With Nico Q. in the Rip Van Winkle Coffee House explaining how to con whole generations of young readers...

Basically, what I tell him is: "I am slavishly imitating the writing style of Damon Runyon, which I always wish I had invented rather than discovered. None of these kids in The Square even remember what the domino theory was - much less where they were before birth, when JFK died. Damon Runyon is ancient lost knowledge to such children."

Nico Q. says just then, "Who was Damon Runyon?"

Sarcastically, I explain that Damon Runyons are fish in California that come up on the beach at high tide and lay eggs in the sand. "Their tails are shaped like post-hole diggers and they bore into Pismo Beach by spinning rapidly. But you only catch them when the Runyon are grunning."

He's like: "Somewhere before I heard about that."

Now, Nico is a very big, ham-fisted guy even for a gonzo journalist, which he is. Putting him on without any mercy could get me pounded and/or roasted. Therefore I relent. "Damon Runyon is the writer I'm gonna steal jokes from. People will think I'm a literary genius."

"Instead of a criminal genius."

"Exactly. When it comes to getting away with stealing jokes, grave robbery is the best policy. Damon Runyon was a great and lavishly successful writer who has been forgotten along with Hemingway, Shakespeare and Francis Bacon."

"I heard Shakespeare really was Francis Bacon," says Nico.

"I heard he was England's ham. You set yourself up for that one."

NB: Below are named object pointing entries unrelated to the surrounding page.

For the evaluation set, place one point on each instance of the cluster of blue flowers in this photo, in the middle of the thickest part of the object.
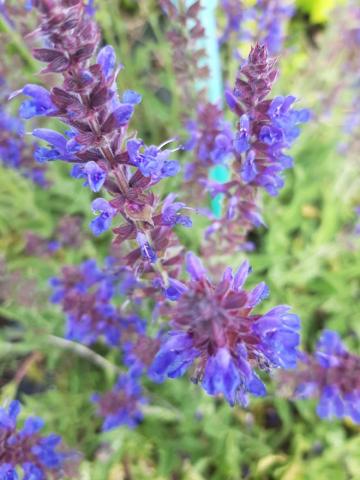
(214, 330)
(39, 457)
(332, 375)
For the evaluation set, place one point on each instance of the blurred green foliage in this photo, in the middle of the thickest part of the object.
(308, 255)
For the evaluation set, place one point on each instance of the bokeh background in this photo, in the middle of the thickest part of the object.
(309, 256)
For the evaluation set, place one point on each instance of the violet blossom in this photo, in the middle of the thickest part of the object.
(214, 332)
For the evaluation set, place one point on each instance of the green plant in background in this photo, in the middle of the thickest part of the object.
(308, 255)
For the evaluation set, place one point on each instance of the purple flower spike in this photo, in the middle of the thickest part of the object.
(241, 142)
(96, 176)
(38, 456)
(104, 220)
(332, 375)
(39, 104)
(214, 330)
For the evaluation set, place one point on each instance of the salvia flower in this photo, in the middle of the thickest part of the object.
(40, 457)
(96, 140)
(121, 405)
(266, 127)
(184, 34)
(215, 332)
(331, 375)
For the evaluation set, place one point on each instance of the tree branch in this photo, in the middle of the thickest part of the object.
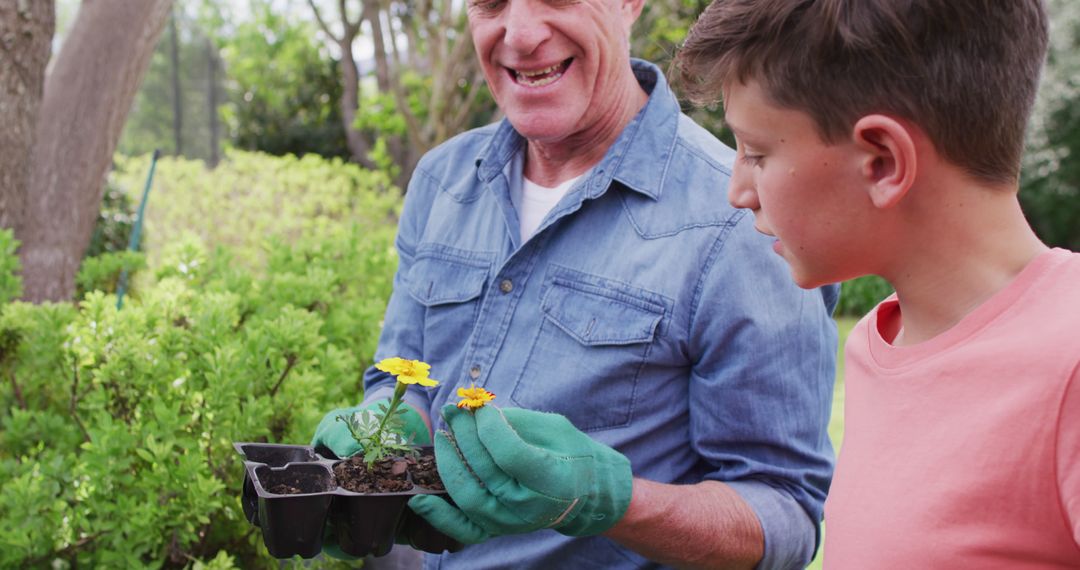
(75, 402)
(322, 23)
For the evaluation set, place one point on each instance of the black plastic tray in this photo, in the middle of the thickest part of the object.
(364, 524)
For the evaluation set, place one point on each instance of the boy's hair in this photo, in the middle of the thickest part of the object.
(964, 71)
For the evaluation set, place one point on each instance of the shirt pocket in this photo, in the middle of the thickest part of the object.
(592, 344)
(449, 286)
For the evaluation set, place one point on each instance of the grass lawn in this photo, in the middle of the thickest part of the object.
(836, 422)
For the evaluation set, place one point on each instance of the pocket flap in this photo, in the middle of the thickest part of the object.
(439, 281)
(595, 319)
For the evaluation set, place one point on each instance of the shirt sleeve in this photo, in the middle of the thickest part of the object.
(403, 323)
(764, 358)
(1068, 455)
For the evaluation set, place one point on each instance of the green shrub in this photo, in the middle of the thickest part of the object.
(117, 425)
(11, 284)
(860, 295)
(112, 232)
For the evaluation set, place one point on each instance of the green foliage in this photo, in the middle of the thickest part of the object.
(116, 425)
(250, 197)
(378, 433)
(860, 295)
(112, 231)
(11, 284)
(103, 272)
(1050, 185)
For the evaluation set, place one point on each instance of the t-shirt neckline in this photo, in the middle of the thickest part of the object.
(887, 355)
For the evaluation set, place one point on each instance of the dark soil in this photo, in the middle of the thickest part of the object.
(387, 475)
(426, 474)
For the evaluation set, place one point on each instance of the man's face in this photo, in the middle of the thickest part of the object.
(554, 66)
(802, 191)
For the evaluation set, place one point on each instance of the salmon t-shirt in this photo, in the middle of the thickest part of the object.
(963, 451)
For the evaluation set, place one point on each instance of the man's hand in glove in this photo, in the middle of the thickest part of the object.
(514, 471)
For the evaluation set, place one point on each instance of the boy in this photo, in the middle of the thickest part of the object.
(885, 138)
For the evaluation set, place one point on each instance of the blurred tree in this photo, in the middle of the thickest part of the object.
(176, 107)
(658, 34)
(76, 114)
(283, 87)
(428, 85)
(1050, 185)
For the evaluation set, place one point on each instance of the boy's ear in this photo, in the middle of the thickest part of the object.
(890, 161)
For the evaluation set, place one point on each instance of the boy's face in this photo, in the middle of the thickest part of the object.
(801, 190)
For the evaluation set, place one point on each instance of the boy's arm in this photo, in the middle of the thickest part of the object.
(1068, 453)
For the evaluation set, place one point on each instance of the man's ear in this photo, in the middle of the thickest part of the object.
(891, 162)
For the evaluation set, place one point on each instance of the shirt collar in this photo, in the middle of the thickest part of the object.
(637, 162)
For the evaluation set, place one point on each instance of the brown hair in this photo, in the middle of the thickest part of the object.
(966, 71)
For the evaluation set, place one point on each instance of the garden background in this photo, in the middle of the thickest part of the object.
(254, 299)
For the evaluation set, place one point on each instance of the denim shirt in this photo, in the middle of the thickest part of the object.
(645, 309)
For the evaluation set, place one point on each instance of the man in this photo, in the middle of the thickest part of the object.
(578, 258)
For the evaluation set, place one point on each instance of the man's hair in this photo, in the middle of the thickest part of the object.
(964, 71)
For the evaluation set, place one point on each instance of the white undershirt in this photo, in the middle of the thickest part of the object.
(536, 202)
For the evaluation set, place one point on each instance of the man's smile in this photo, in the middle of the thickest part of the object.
(541, 77)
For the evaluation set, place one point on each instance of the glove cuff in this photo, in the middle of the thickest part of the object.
(609, 501)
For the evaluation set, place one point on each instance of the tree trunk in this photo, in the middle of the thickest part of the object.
(174, 59)
(212, 102)
(26, 36)
(86, 98)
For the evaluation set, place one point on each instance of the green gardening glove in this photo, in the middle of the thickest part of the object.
(333, 434)
(513, 471)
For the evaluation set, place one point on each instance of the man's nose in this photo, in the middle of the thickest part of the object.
(525, 26)
(741, 190)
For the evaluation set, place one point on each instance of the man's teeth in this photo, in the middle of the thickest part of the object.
(540, 77)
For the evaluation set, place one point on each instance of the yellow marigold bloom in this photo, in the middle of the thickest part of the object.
(407, 371)
(473, 397)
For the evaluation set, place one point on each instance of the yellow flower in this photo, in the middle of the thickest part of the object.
(407, 371)
(473, 397)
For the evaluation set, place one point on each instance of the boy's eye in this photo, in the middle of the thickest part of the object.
(752, 160)
(487, 5)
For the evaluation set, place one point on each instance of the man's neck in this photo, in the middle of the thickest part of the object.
(972, 243)
(551, 163)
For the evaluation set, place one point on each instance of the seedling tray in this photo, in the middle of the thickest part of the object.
(292, 494)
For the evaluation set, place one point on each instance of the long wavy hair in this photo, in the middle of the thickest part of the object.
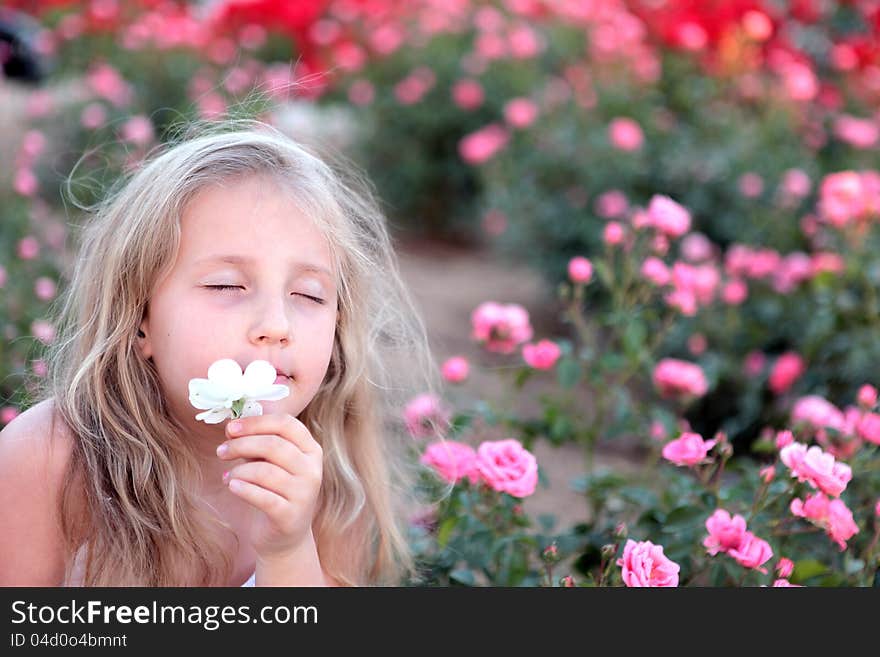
(144, 524)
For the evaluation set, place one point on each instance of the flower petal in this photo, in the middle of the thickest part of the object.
(258, 375)
(214, 415)
(251, 408)
(206, 394)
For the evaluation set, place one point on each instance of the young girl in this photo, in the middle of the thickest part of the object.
(236, 242)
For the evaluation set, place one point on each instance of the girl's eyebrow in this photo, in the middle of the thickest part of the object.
(245, 260)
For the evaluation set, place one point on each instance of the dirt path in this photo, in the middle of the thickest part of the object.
(448, 283)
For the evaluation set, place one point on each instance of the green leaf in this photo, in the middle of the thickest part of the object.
(569, 372)
(463, 576)
(522, 376)
(806, 569)
(634, 336)
(445, 531)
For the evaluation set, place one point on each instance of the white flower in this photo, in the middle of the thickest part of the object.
(227, 393)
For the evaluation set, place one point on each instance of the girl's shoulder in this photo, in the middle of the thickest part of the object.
(35, 450)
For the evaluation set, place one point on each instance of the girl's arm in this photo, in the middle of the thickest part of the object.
(32, 465)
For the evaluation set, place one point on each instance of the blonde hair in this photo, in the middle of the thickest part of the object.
(145, 525)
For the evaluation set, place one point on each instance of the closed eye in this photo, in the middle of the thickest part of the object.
(239, 287)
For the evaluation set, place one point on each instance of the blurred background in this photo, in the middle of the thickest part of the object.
(504, 138)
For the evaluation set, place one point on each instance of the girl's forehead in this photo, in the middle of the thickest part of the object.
(249, 216)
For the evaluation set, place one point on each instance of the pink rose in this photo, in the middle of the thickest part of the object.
(696, 247)
(455, 369)
(613, 233)
(752, 552)
(468, 94)
(816, 467)
(425, 416)
(725, 532)
(644, 564)
(787, 369)
(580, 270)
(783, 438)
(611, 204)
(796, 183)
(689, 449)
(543, 355)
(656, 271)
(501, 327)
(868, 427)
(785, 567)
(452, 460)
(751, 185)
(784, 583)
(831, 515)
(482, 145)
(625, 134)
(678, 377)
(28, 248)
(667, 216)
(860, 133)
(818, 412)
(754, 363)
(520, 112)
(867, 396)
(507, 467)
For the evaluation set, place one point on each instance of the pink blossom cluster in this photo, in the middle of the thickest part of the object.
(831, 515)
(728, 534)
(784, 273)
(503, 465)
(426, 415)
(673, 377)
(688, 449)
(643, 564)
(500, 327)
(817, 468)
(849, 196)
(840, 432)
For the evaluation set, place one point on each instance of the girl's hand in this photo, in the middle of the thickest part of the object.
(282, 481)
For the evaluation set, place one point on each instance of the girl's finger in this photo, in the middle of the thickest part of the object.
(266, 475)
(270, 448)
(283, 424)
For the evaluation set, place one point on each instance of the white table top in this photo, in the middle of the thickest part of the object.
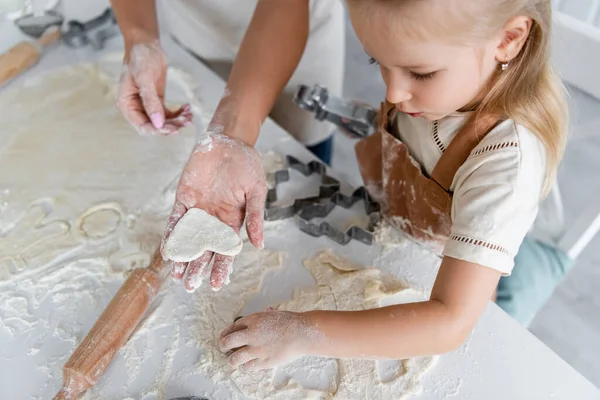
(501, 360)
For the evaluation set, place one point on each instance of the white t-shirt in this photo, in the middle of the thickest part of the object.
(496, 191)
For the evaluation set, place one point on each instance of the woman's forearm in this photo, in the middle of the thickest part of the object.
(394, 332)
(267, 58)
(137, 20)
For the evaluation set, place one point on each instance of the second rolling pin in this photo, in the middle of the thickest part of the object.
(25, 55)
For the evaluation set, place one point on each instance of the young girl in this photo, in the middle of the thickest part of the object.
(471, 97)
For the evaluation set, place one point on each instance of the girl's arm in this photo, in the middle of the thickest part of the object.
(441, 324)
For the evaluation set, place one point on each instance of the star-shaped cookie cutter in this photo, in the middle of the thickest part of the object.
(312, 211)
(328, 187)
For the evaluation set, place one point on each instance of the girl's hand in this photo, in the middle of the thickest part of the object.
(268, 339)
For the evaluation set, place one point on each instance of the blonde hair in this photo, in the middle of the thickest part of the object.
(529, 92)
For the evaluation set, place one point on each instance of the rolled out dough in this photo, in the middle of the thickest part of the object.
(197, 232)
(341, 285)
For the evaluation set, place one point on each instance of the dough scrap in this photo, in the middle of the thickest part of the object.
(197, 232)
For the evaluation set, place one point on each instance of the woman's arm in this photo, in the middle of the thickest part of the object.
(441, 324)
(137, 20)
(267, 58)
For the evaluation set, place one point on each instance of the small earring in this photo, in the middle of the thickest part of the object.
(504, 65)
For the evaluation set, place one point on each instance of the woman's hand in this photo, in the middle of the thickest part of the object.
(142, 90)
(268, 339)
(225, 178)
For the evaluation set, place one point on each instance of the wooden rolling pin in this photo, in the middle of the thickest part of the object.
(118, 321)
(25, 55)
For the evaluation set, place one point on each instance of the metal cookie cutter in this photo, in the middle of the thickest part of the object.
(327, 188)
(94, 32)
(356, 119)
(309, 212)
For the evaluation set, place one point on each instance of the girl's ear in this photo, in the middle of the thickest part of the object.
(514, 35)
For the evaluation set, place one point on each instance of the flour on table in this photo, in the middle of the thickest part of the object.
(83, 200)
(271, 163)
(197, 232)
(341, 285)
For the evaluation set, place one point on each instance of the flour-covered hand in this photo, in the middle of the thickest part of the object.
(224, 177)
(268, 339)
(142, 90)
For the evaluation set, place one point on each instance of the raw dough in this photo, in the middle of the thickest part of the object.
(196, 232)
(341, 285)
(83, 199)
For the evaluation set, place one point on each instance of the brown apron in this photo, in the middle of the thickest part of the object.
(411, 201)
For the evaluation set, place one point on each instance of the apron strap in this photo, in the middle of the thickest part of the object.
(467, 138)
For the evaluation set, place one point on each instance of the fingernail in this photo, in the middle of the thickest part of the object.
(157, 120)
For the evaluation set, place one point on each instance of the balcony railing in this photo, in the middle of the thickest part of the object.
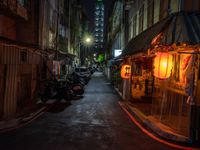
(13, 8)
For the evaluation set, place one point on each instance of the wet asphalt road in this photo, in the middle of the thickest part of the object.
(95, 122)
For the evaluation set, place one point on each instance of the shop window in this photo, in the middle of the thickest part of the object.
(141, 19)
(150, 10)
(137, 70)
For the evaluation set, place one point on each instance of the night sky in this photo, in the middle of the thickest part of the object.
(89, 7)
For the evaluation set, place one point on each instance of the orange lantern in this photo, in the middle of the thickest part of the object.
(126, 71)
(162, 65)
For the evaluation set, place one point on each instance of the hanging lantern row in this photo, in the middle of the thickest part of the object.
(162, 65)
(125, 71)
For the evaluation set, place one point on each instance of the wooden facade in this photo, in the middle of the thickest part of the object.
(19, 67)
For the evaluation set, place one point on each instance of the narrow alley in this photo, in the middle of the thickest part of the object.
(94, 122)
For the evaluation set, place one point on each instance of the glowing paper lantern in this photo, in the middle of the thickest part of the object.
(162, 65)
(126, 71)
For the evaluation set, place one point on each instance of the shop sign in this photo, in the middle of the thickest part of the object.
(126, 71)
(162, 65)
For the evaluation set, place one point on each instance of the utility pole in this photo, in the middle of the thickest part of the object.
(57, 28)
(69, 28)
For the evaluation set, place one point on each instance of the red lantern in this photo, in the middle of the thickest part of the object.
(162, 65)
(126, 71)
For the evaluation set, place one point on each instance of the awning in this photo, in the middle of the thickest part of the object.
(177, 28)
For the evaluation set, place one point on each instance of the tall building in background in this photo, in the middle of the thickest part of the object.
(99, 25)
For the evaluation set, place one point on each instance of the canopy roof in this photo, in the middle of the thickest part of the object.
(181, 27)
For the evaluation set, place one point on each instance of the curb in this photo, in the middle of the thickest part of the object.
(150, 134)
(25, 121)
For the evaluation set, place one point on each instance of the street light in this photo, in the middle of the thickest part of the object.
(87, 40)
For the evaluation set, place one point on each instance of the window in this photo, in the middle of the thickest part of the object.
(141, 19)
(150, 11)
(23, 56)
(21, 2)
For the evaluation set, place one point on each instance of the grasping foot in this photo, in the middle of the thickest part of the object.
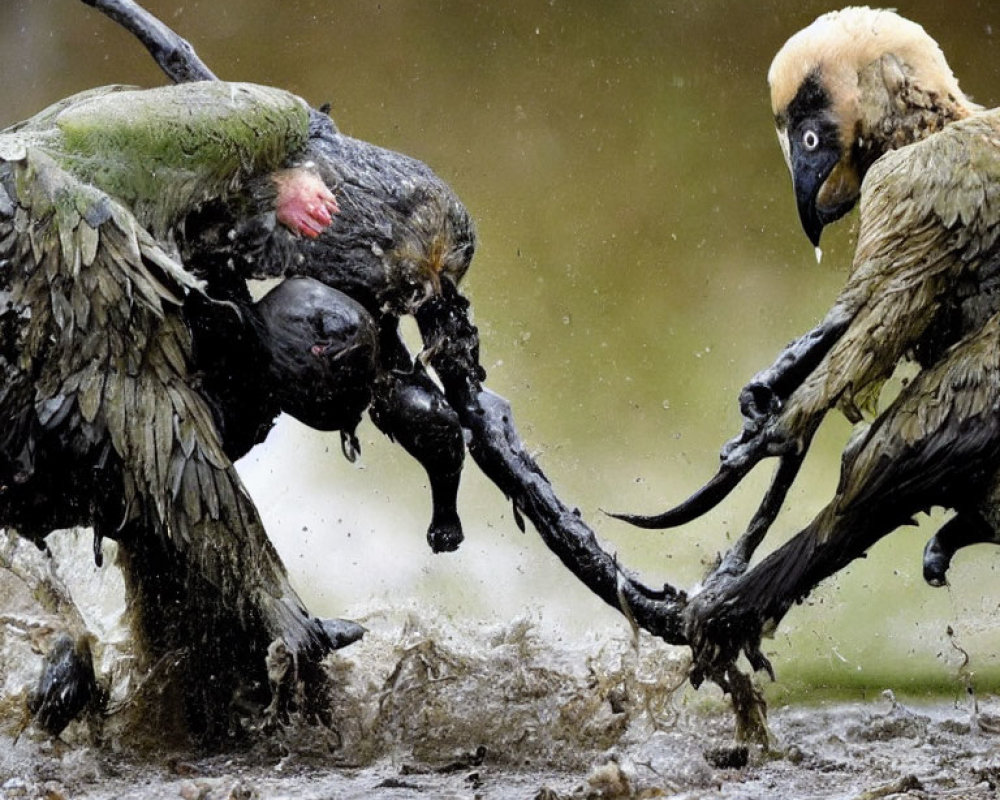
(305, 204)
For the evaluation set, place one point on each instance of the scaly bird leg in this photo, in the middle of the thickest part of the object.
(761, 402)
(967, 528)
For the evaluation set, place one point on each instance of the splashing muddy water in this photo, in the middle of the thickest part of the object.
(429, 707)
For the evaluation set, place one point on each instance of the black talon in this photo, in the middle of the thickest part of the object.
(701, 502)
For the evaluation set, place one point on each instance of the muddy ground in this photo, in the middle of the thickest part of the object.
(427, 707)
(843, 751)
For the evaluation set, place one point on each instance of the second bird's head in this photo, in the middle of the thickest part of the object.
(851, 86)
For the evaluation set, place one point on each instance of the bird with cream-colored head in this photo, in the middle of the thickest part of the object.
(841, 44)
(847, 89)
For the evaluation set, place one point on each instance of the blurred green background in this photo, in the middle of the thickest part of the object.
(640, 258)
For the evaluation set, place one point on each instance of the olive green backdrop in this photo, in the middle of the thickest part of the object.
(640, 258)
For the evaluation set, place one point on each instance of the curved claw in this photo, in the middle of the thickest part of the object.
(701, 502)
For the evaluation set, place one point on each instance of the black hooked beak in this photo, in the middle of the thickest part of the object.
(810, 170)
(825, 180)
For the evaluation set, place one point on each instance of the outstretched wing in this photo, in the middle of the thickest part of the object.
(102, 367)
(937, 444)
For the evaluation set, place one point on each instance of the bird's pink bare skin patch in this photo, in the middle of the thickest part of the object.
(305, 204)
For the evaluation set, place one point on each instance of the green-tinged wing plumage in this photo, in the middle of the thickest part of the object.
(930, 217)
(102, 359)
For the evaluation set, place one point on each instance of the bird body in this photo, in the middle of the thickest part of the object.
(867, 109)
(105, 420)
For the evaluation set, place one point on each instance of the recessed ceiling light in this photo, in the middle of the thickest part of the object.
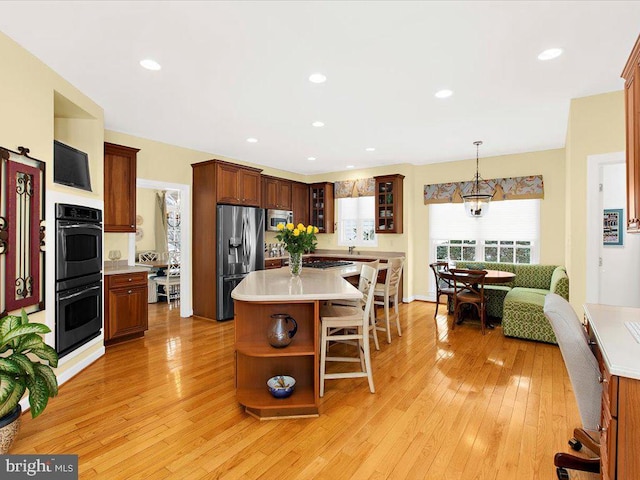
(550, 54)
(443, 93)
(317, 78)
(150, 64)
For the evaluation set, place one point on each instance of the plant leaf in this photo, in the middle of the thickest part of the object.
(7, 384)
(30, 340)
(38, 395)
(7, 324)
(25, 363)
(49, 377)
(45, 352)
(24, 330)
(14, 397)
(7, 365)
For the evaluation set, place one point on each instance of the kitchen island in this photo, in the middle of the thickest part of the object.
(268, 292)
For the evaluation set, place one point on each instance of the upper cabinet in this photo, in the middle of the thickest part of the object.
(276, 193)
(300, 202)
(119, 188)
(238, 185)
(631, 75)
(389, 203)
(322, 206)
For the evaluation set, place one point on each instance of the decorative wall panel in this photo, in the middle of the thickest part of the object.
(21, 231)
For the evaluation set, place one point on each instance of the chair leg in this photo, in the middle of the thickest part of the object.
(395, 308)
(367, 362)
(386, 317)
(323, 358)
(374, 328)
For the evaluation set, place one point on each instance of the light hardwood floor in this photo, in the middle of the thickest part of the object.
(452, 405)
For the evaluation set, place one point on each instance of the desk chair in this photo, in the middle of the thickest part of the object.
(345, 324)
(468, 286)
(443, 286)
(584, 374)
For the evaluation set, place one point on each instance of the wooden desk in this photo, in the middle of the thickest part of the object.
(618, 354)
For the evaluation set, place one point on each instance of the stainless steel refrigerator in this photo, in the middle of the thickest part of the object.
(240, 250)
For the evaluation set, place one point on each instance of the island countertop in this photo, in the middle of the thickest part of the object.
(279, 285)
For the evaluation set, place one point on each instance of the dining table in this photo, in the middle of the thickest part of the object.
(493, 277)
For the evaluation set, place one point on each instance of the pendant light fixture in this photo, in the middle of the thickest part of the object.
(476, 203)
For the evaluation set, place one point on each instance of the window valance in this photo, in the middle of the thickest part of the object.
(502, 189)
(362, 187)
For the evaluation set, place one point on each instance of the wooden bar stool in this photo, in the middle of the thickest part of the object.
(345, 324)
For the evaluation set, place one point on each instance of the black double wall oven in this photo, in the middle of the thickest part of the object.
(78, 276)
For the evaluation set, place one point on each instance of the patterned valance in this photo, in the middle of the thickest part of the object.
(502, 189)
(363, 187)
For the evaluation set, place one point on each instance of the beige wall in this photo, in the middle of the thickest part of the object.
(39, 106)
(596, 125)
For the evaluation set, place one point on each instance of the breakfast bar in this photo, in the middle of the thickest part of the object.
(270, 292)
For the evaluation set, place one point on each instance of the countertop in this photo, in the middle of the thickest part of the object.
(364, 255)
(620, 351)
(279, 285)
(115, 268)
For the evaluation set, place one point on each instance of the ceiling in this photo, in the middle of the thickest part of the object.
(234, 70)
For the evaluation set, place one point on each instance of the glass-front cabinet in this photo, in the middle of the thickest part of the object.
(322, 206)
(389, 203)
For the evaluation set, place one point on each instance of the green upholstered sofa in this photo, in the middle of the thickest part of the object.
(519, 303)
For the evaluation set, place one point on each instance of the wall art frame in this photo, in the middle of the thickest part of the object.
(22, 231)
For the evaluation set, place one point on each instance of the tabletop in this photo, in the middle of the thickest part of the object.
(492, 276)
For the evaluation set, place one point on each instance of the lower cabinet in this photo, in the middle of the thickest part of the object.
(125, 307)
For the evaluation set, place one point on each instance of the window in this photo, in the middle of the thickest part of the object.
(356, 226)
(509, 233)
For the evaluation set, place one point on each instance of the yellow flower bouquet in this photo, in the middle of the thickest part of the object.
(297, 240)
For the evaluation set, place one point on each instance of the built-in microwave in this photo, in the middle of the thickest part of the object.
(274, 217)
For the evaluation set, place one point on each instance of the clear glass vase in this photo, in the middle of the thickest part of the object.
(295, 263)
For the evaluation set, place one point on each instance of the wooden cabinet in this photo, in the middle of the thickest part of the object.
(620, 415)
(300, 203)
(389, 203)
(631, 75)
(126, 306)
(257, 361)
(119, 188)
(322, 206)
(276, 193)
(238, 185)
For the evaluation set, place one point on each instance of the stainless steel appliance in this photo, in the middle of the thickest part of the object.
(240, 250)
(78, 276)
(274, 217)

Displaying no sense of humor, Nico ignores me. "Yeah, steal a joke from a living genius such as Ivan Stang or Steve Jackson and get sued."

Ivan Stang, in case you don't know, operates a religion for misfits out of Dallas. Steve Jackson is the board game publisher who copyrighted something about the Illuminati and now thinks he owns the eye in the pyramid symbol. Steal a glance at either one and you get sued.

So Nico is like: "I, too, have been contemplating a great swindle. Remember the Million Man March? Next time it will be in Atlanta. Then we party big time. And I will invite babes."

"That con has been thought of already. They called it the Olympic Games. They'll sue you, too."

So he's like: "Okay, I will make it better than the Olympics. I will invite nobody but babes at a time when the dudes won t be here marching."

"Odds like that will make for world-class luck in Little Five."

"That's the idea," he says, like I'm a retard.

Later, slouching deep into Candler park, I say to myself, "Self, you can never write without lying - or it won't be funny enough. So I vow to write an embellished version. But people will think it is true. People think everything is true. Sherlock Holmes. Tara. Kerry Thornley."

So hereby I give my story a subtitle: "Outrageous Lies Thinly Disguised as Fiction."